Disinilah pada 1962 Marimutu mendirikan usaha pintal benangnya, Firma Djaya Perkasa. Nama usahanya setelah 1970 adalah Textile Manufacturing Company (Texmaco).
Marimutu Sinivasan berhasil membeli pabrik batik di Batu pada tahun 1972 dan asetnya terus bertambah di beberapa kota. Tekstilnya tidak hanya untuk kebutuhan dalam negeri, tapi juga luar negeri. Setelah berhasil dalam bidang tekstil, bisnis Texmaco kemudian merambah ke bidang otomotif.
Pelebaran sayap usaha ini membawa Texmaco kemudian dengan cepat dikenal dan dilirik oleh pembesar negara pada saat itu, yakni Presiden Soeharto.

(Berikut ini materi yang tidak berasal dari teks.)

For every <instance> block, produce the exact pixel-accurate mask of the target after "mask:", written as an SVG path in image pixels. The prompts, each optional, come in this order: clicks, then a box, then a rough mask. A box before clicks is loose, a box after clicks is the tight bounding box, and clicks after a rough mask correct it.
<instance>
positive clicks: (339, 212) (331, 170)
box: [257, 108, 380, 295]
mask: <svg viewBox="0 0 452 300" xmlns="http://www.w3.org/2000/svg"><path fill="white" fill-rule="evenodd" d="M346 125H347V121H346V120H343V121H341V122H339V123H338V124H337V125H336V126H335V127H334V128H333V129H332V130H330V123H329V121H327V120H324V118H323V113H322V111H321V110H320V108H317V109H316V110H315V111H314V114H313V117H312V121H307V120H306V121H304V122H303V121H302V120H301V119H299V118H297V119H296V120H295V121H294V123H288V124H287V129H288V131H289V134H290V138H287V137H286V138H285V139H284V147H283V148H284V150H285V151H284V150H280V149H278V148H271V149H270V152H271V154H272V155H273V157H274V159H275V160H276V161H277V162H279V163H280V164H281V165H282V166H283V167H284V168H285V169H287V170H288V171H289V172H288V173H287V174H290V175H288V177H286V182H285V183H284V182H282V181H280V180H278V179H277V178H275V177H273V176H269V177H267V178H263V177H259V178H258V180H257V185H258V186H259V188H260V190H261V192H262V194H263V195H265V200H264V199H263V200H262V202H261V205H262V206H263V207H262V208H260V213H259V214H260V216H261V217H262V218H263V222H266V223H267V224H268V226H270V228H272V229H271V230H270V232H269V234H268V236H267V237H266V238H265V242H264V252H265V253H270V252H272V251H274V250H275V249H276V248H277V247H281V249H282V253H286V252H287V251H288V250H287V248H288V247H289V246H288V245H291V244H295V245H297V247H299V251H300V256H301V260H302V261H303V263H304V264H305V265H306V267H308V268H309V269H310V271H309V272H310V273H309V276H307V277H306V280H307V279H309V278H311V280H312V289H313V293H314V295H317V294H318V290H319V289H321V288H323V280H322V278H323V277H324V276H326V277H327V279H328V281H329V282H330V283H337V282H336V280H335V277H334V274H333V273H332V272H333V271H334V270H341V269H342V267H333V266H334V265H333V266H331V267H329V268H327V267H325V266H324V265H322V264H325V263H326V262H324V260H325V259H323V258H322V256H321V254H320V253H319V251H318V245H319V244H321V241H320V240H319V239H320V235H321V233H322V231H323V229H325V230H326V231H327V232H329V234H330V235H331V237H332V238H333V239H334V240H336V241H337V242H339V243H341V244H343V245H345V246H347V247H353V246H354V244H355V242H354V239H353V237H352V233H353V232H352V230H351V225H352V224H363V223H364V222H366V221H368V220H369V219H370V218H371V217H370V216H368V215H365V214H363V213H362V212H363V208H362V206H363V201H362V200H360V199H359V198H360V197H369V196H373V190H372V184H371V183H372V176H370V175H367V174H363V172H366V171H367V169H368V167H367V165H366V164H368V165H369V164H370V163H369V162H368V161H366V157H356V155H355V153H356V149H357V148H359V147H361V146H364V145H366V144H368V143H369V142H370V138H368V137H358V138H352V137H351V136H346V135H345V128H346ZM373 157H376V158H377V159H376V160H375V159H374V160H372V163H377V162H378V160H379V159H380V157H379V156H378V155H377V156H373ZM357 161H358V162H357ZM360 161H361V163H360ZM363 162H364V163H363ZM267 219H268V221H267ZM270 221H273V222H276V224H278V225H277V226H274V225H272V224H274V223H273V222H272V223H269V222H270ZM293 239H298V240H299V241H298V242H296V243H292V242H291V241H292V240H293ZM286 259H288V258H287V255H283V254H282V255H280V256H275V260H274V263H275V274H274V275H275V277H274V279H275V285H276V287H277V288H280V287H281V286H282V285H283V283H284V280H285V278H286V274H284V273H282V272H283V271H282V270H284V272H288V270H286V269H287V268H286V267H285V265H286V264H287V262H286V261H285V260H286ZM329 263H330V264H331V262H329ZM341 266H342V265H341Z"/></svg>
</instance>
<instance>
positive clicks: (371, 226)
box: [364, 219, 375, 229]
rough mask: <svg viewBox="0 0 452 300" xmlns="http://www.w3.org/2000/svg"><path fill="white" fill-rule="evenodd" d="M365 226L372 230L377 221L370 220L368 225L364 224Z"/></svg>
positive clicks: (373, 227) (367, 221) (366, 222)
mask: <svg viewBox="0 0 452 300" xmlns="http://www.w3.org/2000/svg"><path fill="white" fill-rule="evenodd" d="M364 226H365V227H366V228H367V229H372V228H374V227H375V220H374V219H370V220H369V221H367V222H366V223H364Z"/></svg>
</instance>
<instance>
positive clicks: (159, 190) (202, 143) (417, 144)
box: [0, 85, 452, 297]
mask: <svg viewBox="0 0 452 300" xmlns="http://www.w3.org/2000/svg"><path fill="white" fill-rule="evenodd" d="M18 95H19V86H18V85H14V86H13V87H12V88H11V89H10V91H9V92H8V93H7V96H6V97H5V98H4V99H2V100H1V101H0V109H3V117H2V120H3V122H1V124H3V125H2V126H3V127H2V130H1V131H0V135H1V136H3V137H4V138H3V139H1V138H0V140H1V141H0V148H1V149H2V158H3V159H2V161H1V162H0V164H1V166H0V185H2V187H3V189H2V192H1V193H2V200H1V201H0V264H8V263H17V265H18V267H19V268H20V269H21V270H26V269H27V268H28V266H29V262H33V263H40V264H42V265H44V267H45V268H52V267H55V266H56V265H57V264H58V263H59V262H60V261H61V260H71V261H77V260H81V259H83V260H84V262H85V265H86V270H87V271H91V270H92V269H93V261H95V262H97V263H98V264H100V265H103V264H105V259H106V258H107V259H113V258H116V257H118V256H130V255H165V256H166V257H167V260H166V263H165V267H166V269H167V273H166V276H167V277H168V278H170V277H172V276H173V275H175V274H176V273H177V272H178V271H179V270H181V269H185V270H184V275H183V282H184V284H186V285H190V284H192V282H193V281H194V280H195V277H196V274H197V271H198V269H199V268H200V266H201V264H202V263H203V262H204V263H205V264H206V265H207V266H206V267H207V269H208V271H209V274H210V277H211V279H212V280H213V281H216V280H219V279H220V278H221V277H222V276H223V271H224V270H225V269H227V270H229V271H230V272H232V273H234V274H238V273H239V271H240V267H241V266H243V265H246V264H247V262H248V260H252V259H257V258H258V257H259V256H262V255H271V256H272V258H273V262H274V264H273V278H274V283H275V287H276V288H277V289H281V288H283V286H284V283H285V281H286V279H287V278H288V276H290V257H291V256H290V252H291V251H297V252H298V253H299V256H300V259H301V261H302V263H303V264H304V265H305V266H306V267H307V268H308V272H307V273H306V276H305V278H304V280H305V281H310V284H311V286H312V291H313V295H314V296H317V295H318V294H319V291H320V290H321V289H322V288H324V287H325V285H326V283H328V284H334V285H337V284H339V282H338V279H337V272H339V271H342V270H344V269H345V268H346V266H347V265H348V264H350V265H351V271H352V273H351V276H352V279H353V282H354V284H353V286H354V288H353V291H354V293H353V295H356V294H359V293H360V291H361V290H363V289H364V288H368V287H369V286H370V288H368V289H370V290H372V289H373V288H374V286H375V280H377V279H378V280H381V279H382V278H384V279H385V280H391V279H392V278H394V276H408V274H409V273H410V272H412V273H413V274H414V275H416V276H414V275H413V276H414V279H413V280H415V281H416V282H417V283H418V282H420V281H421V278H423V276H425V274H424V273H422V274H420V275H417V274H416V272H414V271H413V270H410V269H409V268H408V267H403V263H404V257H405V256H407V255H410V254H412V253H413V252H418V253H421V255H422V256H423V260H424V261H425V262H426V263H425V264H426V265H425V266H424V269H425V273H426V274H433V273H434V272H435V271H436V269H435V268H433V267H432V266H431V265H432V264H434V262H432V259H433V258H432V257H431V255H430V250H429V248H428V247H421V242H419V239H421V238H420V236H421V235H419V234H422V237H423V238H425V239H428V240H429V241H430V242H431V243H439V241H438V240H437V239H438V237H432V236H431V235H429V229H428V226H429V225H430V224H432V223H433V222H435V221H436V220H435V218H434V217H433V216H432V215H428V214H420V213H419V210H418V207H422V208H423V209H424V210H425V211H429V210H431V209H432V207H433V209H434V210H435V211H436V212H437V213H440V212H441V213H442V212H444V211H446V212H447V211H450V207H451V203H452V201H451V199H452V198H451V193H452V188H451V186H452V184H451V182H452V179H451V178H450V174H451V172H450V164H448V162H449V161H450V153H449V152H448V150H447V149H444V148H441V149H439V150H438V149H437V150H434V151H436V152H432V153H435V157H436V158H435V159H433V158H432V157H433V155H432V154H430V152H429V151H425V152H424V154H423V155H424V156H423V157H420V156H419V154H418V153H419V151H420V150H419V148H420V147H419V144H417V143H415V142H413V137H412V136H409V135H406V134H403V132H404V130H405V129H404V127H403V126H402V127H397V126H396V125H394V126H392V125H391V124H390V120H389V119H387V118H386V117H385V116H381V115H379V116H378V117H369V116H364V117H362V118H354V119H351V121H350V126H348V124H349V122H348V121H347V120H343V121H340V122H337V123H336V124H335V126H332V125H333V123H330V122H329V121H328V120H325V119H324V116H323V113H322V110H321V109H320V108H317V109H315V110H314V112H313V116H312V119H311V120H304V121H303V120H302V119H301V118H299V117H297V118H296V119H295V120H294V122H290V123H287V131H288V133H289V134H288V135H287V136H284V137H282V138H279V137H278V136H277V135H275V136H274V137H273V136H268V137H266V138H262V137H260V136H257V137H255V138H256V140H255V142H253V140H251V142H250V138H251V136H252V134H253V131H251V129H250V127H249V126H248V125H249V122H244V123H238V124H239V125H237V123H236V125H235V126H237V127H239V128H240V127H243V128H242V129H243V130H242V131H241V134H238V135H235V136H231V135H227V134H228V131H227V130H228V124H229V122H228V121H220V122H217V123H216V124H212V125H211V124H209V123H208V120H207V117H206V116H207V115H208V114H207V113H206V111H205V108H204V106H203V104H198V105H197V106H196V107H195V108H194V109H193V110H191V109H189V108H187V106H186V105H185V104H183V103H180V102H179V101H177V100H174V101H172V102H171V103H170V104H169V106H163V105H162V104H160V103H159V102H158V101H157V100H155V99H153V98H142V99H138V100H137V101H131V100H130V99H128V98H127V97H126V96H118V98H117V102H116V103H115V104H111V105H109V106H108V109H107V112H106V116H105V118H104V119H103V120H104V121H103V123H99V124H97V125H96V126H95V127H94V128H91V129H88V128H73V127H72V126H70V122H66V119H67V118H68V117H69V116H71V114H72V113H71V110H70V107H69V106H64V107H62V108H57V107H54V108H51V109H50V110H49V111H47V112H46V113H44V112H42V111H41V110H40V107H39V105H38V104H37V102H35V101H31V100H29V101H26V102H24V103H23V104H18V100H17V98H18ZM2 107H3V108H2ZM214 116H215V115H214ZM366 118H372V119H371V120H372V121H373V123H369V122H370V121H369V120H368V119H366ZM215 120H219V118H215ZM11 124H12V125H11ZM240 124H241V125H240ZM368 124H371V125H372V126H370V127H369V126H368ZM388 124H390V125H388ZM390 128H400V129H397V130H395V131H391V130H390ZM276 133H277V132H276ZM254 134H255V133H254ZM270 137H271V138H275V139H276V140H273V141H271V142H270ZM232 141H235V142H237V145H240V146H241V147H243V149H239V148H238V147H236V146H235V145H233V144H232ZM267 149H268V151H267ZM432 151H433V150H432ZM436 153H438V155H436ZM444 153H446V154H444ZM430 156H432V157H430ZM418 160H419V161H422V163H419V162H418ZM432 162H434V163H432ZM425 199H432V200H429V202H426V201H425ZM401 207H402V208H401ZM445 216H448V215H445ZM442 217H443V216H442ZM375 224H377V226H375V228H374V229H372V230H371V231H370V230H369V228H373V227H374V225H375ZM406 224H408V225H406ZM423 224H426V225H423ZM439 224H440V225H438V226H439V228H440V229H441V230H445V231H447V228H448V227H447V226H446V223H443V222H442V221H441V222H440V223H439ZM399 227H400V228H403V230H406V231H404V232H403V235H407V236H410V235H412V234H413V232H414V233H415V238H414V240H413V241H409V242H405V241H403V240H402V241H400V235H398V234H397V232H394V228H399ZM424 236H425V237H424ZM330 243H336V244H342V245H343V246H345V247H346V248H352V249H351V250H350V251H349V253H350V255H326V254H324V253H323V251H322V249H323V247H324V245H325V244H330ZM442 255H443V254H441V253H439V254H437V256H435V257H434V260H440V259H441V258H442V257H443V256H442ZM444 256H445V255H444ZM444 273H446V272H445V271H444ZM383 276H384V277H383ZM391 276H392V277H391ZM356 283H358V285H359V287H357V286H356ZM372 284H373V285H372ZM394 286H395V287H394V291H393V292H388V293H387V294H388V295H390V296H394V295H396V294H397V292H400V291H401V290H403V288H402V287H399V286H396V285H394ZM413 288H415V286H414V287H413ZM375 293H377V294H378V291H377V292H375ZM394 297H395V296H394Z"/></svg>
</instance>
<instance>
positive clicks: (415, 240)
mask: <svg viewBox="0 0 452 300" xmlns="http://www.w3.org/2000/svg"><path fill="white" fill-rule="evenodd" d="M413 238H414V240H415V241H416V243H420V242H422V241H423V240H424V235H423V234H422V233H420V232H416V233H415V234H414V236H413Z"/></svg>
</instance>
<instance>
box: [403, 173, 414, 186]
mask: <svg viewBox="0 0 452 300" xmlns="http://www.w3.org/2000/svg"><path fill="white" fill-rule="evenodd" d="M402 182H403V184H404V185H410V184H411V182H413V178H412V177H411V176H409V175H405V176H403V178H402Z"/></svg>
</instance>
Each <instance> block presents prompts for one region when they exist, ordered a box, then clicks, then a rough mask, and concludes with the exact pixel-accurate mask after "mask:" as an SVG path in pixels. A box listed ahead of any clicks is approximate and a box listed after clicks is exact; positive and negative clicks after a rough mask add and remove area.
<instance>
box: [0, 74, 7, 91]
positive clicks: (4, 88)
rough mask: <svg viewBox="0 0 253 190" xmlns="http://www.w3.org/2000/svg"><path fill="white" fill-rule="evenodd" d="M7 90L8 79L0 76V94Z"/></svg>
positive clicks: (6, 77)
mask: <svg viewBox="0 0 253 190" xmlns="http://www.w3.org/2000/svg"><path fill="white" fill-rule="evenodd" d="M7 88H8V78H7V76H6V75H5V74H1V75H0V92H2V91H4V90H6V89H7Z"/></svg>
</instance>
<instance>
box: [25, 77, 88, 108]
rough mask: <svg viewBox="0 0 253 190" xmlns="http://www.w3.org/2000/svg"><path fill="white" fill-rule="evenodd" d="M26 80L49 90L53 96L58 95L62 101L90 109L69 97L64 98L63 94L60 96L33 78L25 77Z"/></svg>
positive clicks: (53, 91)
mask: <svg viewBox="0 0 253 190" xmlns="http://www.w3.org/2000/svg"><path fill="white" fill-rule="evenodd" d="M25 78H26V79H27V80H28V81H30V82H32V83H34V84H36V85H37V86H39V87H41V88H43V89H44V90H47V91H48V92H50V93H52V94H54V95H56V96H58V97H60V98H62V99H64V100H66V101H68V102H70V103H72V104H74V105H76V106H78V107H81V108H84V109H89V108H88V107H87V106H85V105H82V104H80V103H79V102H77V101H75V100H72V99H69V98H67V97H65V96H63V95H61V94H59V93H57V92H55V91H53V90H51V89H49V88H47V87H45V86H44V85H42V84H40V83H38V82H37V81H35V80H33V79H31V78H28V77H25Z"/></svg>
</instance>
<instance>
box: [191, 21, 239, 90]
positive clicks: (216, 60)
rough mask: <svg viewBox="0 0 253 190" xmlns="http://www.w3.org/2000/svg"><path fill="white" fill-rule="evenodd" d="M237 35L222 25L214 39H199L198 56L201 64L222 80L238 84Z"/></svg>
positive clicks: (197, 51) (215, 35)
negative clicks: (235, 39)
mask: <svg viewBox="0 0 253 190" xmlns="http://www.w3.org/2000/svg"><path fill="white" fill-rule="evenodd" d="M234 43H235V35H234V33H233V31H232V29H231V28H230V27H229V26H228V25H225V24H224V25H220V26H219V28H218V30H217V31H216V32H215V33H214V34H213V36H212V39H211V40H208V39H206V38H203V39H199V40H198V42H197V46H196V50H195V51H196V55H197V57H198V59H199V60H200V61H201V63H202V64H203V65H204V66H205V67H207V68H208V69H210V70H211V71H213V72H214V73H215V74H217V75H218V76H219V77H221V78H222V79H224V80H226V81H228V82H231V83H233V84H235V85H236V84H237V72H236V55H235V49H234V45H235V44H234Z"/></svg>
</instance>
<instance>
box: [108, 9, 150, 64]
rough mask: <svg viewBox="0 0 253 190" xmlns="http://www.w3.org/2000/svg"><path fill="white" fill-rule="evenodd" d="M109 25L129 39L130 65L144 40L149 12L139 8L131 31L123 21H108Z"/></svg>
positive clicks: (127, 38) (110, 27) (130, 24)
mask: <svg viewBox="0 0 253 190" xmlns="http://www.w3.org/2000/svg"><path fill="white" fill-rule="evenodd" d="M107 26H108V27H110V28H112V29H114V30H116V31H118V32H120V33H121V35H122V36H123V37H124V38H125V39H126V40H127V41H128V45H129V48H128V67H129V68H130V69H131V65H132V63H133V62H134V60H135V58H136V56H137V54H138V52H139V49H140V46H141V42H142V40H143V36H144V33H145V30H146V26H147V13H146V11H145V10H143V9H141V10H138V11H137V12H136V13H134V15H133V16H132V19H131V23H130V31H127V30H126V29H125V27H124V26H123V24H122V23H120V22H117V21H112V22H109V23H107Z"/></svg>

Tentunya setelah itu adalah hal yang wajar apabila Presiden ataupun keluarganya juga tertarik dan memberi andil dalam keberlangsungan dan perluasan Texmaco lebih lanjut.
Dinyatakan pailit, dikejar oleh Menteri Keuangan, dan penyitaan aset.
Texmaco yang sukses, kemudian menghiasi pemberitaan dengan tajuk pailit. Mengapa bisa? Menteri Keuangan (Menkeu) Sri Mulyani Indrawati pun membeberkan kronologi awalnya, yaitu pada saat terjadi krisis keuangan tahun 1998, Grup Texmaco meminjam uang ke berbagai bank, mulai dari bank BUMN hingga swasta, kemudian bank-bank tersebut di-bailout atau ditalangi oleh pemerintah pada saat terjadi krisis dan penutupan bank.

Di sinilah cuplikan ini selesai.